# Don't Ask Me Why: Chapter 16



## Huilunsoittaja (Apr 6, 2010)

The last concert series proved to be the greatest success of the entire semester. For days afterwards, the Choir and Ensemble concerts were lauded by critics in the local newspapers.

"Dr. Johnson and his students have done it again for the University by showing a spectacular show in time for the holidays. Not only the singers, but the young choral conductors all proved their merit this concert, and I am excited to see what they will come up with next year," one critic wrote.

The night of the Orchestral concert, there was to be a party afterwards, hosted by one of Marcus' friends, a composer named Robert. It was rumored that way more than the thirty expected from the Facebook event were going to be there. Tanya and Marcus were of course invited, but Tanya wanted to bring Marie along too.

"It will be so much fun, Marie, you have to come with us!

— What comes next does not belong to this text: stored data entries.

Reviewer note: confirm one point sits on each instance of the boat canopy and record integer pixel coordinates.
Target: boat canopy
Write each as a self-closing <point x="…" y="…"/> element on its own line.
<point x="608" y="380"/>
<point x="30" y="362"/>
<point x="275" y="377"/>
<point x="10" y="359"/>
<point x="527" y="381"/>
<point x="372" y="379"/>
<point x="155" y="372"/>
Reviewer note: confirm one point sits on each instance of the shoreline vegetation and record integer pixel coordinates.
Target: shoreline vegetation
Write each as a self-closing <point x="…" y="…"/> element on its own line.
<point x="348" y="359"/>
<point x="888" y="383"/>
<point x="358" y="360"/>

It's an all-niter, perfect way to celebrate!" she pleaded with Marie when the concert was over.

"I don't know," Marie hesitated. "Isn't there only alcohol?"

"Most likely, but you'll be fine with us, you don't have to drink. But you can if you like, you deserve it Marie!"

"Ah, but there's still a month before my 21st birthday, drat!"

"Close enough! You're among friends, Marie, we won't judge you. After all, who hasn't had a drink at your age before?"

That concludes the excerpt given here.